Additionally, Agile teams must beware of BAU! Individuals need to stay focused, avoid distractions, and keep their concentration high on the product they’re working on. When we task switch or are regularly distracted, we are unable to provide our best work. This also implies we should take breaks, as needed, when unable to focus. Do not force yourself to go on if you’re distracted, overworked, or unable to focus. The product will suffer.
Develop technical excellence continuously. Don’t work at such an unsustainable pace that your team doesn’t have time to improve their technical excellence regularly. Reserve time for it in each sprint and develop new skills regularly.
Good Designs
In aspiring to good design, we empathize with and focus on the customers’ needs, delivering greater value.
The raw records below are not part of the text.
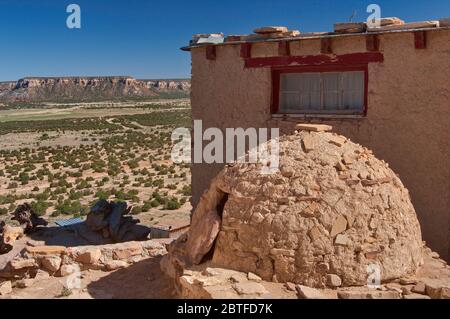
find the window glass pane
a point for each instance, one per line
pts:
(326, 92)
(353, 90)
(289, 101)
(331, 91)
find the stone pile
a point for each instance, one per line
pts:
(207, 281)
(34, 262)
(112, 220)
(331, 211)
(28, 221)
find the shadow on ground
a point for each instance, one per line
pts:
(142, 280)
(68, 236)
Good designs use a customer-centric development process creating desirable products that are both viable and sustainable throughout their lifecycle. Using artifacts such as personas, as well as empathy, journey, and story maps, we can truly understand the problems of the customers and how we can best design a solution. Making these artifacts available to the team, or team of teams developing the solution, we can take a more wholistic approach to how we think about the product.
While we want to design well, we should avoid Big Design Up Front (BDUF), a software development approach in which the program’s design is to be completed and perfected before that program’s implementation is started. That is better suited for a waterfall process. Instead look to provide just enough design to start development on a product and allow the team to continue to emerge the design over time. After all, few designs are ever perfect up front.
Additionally, we want to avoid the pitfalls of waterfalling our iterations. If your teams are practicing agile, there should be no such thing as a design sprint. Design should be a part of every story and emerge over time using methods that maximize flexibility, learning, and fast feedback.
Consider using Set-Based Design. Through modeling, prototyping, and simulations we can preserve many design options while minimizing the costs involved in doing so. As the product continues to emerge and we gain feedback from our stakeholders, we continue to fix that which was variable and narrow our solution design options.
As we create good designs, we save time. Good designs require fewer revisions and are repeatable in part or in whole – which saves time and resources in the future – increasing productivity as teams can reference design templates, reusable code, or helpful checklists.
Lastly, designs should account for and embrace the necessity of change. Your design shouldn’t be so overly engineered that it becomes fragile. Too often, well-intentioned over-engineering is a major source of technical debt. So, avoid trying to anticipate all the possible changes that could be needed and instead keep it simple and flexible. Keeping it simple will provide the flexibility that may be needed in the future.
Summary
Continuous attention to technical excellence and good design enhances an organizations agility. By providing the time and space for individuals and teams to pursue and refine their technical skills organizations improve their likelihood of success. With greater technical expertise and through practicing sound agile practices, teams can design simpler, more flexible, products that meet or exceed the customers’ needs.